Do Porto do Jobel — sim, o próprio, responsável por erguer a estrutura que hoje organiza tantas travessias — são cerca de 30 minutos de catraia. A entrada acontece pela comunidade do Saleiro, perto da Lagoa do Cassange.
Geografia que não vem no mapa turístico.
O percurso atravessa o manguezal da Baía de Camamu — um dos sistemas estuarinos mais importantes da Bahia. O mangue sustenta a pesca artesanal praticada pelos moradores locais e constitui a principal base proteica da população nativa da região.
O mangue não é cenário.
É sustento.
E isso muda tudo.
O que existe entre o mangue e a mata?
Na Ilha do Tanque, quem nos recebe é Cida Félix.
Cida é liderança local, ativista por direitos básicos da população ribeirinha, agente de saúde — viva o SUS — mãe, avó e guardiã dos caminhos da ilha.
E como todo mundo aqui é parente, Cida é tia do Adriano, marido da Toinha do Bar Santo Antônio, pais da Alice, minha amiga de seis anos.
Aqui até as árvores têm sobrenome.
Mas isso é outra história.
Ela nos leva até a antiga casa de farinha, hoje desativada, mas ainda central na memória alimentar da comunidade. A mandioca ali não é tendência gastronômica. É estrutura.
A casa de farinha precisa de manutenção. Precisa de política pública. Precisa continuar funcionando.
Ao redor, roças no meio da Mata Atlântica. Agrofloresta acontecendo sem precisar de workshop.
A mangueira está carregada? Temos manga. A bananeira deu cacho grande? Temos banana. É época de fruta-pão? Existe receita para atravessar o mês.
No mercado local você aprende rápido: come-se o que a terra decide oferecer.
Não é escassez. É calendário natural.

Manzuá: trabalho antes de virar artesanato
O manzuá é um trançado de palha de canabrava que surgiu como armadilha de pesca no mangue — feito manualmente para capturar siri e mariscos. Era ferramenta de trabalho.

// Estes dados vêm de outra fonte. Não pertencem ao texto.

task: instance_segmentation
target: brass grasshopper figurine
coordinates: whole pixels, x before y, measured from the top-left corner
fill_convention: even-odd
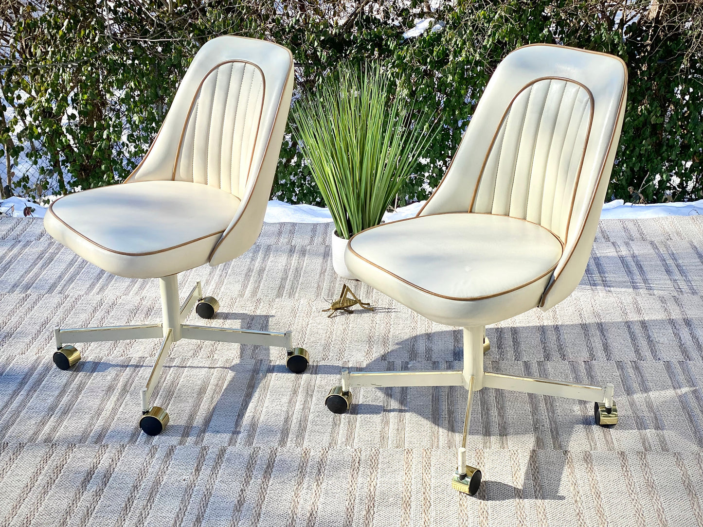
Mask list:
[[[349,298],[347,295],[351,294],[352,298]],[[359,299],[359,297],[354,294],[354,292],[349,289],[349,287],[347,284],[344,285],[342,288],[342,292],[340,294],[340,297],[337,299],[335,301],[332,303],[327,309],[323,309],[323,311],[332,311],[329,315],[327,315],[328,318],[330,318],[333,315],[337,313],[340,309],[342,311],[346,311],[347,313],[353,313],[353,311],[349,308],[352,306],[356,306],[359,304],[364,309],[368,309],[369,311],[373,311],[373,308],[368,302],[362,302]]]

Hoje também é vendido como artesanato.
Mas a origem é trabalho, não souvenir de prateleira.
Atualmente, poucos jovens querem aprender a técnica. A construção civil está aquecida na Península de Maraú, o comércio cresce, e o dinheiro fala alto. Ainda assim, há mestres da pesca que insistem em ensinar. Entre mangue e mata, tradição e mercado negociam diariamente.
O catado e o que sustenta a região
E há o catado.
Marisco limpo à mão, preparado por Cida com tomate, coentro e pimenta. Nada mais. Nada menos. Os almoços na casa dela ensinam mais sobre a Baía de Camamu do que qualquer passeio de lancha.
Mas nem tudo é contemplação.
Precisa de gás? Vem de catraia. Precisa de medicamento? Vem de catraia. Precisa ir ao hospital? Catraia, depois carro até Ilhéus. Ensino médio? Faculdade? Também.
Infraestrutura aqui obedece à maré.
Anualmente, em agosto, durante as festividades de Bom Jesus, acontece a Regata de Canoa a Vela da Ilha do Tanque. Canoas tradicionais disputam a regata. Depois, como em quase toda festa popular do interior da Bahia, vem o som alto — geralmente arrocha — e a celebração atravessa a noite.

Religião, competição náutica e paredão dividem o mesmo espaço sem conflito existencial.
Para quem está procurando o que fazer em Maraú em agosto — ou em qualquer época — talvez a resposta não esteja apenas nas praias mais fotografadas.
Está entre o mangue e a mata.
Porque entender a Península de Maraú começa por entender o que sustenta a Península de Maraú.